The Soviet Union now has the same percentage of its population in urban areas as the United States had about 1910, while it began the period of rapid industrialization with about the same degree of urbanization as the United States had in 1860. However, urbanization was more rapid in the Soviet Union during the 1930s than it was in the United States after 1860. In absolute terms the urban population doubled in about the first ten years of industrialization in the Soviet Union, but in the first 20 years in the United States. Or, expressed in somewhat different terms, it took almost 20 years for the percentage of the population in urban areas to double in the Soviet Union, but almost 40 years in the United States.
These figures are explained not only by a more rapid rate of migration of the Soviet population from rural to urban areas, but by the fact that attrition in World War II fell more heavily on former rural residents in the heavily "peasant" army. This is more than enough to compensate for the fact that in the United States during the nineteenth century a relatively large proportion of the immigrant population settled in urban areas.
The preliminary census results by administrative subdivisions serve to document more accurately the postwar population shifts toward the central and eastern parts of the country. European Russia remains the most populous part of the country, but its population in absolute terms has changed very little since prewar years. Virtually the entire increase in the total population since the 1939 census, small though it is, has taken place in the areas outside of European Russia. This is accounted for by the eastward shift of industry and by the "virgin lands" campaign, both of which have entailed considerable migration. But it also reflects the fact that birth rates have remained relatively high in some of the eastward areas, particularly in Soviet Central Asia.
In summary, the significance of the census results so far released are two-fold.
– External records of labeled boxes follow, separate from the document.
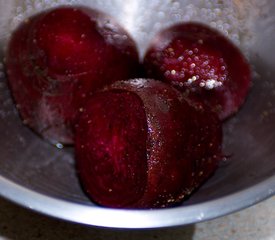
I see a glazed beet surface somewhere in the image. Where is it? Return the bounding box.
[144,23,250,120]
[75,79,222,208]
[6,7,139,144]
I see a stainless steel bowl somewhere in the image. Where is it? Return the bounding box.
[0,0,275,228]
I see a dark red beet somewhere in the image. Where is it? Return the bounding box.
[7,7,139,144]
[144,23,251,120]
[75,79,224,208]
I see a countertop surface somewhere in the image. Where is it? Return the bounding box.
[0,197,275,240]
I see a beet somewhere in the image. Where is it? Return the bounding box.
[144,23,251,120]
[6,7,139,144]
[75,79,222,208]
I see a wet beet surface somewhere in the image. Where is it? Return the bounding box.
[76,79,222,208]
[6,7,139,144]
[144,23,251,120]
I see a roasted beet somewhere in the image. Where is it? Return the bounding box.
[144,23,250,120]
[6,7,139,144]
[75,79,222,208]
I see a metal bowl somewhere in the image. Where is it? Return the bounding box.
[0,0,275,228]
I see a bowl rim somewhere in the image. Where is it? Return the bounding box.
[0,173,275,229]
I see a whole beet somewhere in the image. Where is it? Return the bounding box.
[144,23,251,120]
[6,6,139,144]
[75,79,222,208]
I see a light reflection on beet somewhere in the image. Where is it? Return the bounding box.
[75,79,222,208]
[144,23,251,120]
[6,7,139,144]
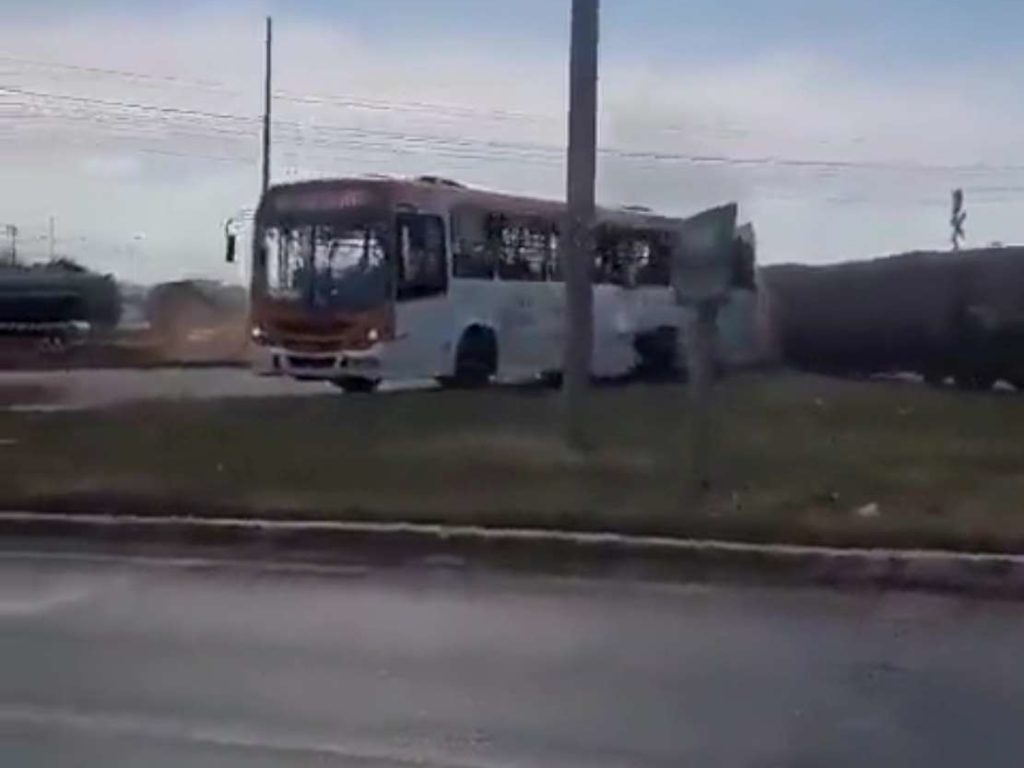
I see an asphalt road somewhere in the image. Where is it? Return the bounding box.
[0,368,440,411]
[0,553,1024,768]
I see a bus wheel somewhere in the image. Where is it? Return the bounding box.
[331,376,380,394]
[441,328,498,389]
[633,326,679,379]
[954,371,995,392]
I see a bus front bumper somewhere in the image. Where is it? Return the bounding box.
[255,347,383,381]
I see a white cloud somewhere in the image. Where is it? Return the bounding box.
[0,14,1024,279]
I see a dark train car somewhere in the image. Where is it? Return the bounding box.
[763,248,1024,389]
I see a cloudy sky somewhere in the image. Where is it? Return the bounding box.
[0,0,1024,281]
In the first place, they are important for what they reveal about a country passing through a major war and a rapid succession of economic and social developments; and because they document demographic factors which to some extent must be influencing the Soviet Government in formulating policy in labor, military and other fields. Secondly, these statistics derive importance from the simple fact that they have been released, to form a component of the flow of data from official sources which began in 1956 and shows promise of widening in the future.
[i] The purpose of excluding those who emigrated is to narrow the comparison with postwar data to the effect of changing birth and death rates. Sources and methods for these and other data in this article, other than from the 1959 census, may be found in W. W. Eason, Soviet Manpower: The Population and Labor Force of the US.S.R., a Ph.D. dissertation on deposit with the library of Columbia University.
[ii] The rates referred to in these assumptions are from F. Lorimer, "The Population of the Soviet Union: History and Prospects" (Geneva: League of Nations, 1946), p. 254-255.
[iii] Territories acquired since 1939 are consistently excluded from calculations made in this article.
[iv] M. Ia. Sonin, "Ob aktual'nykh voprosakh vosproizvodstva trudovykh resursov SSSR," Akademiia Nauk SSSR, Voprosy sotsialistichheskogo vosproizvodstva (Moscow: 1958, p. 257-281).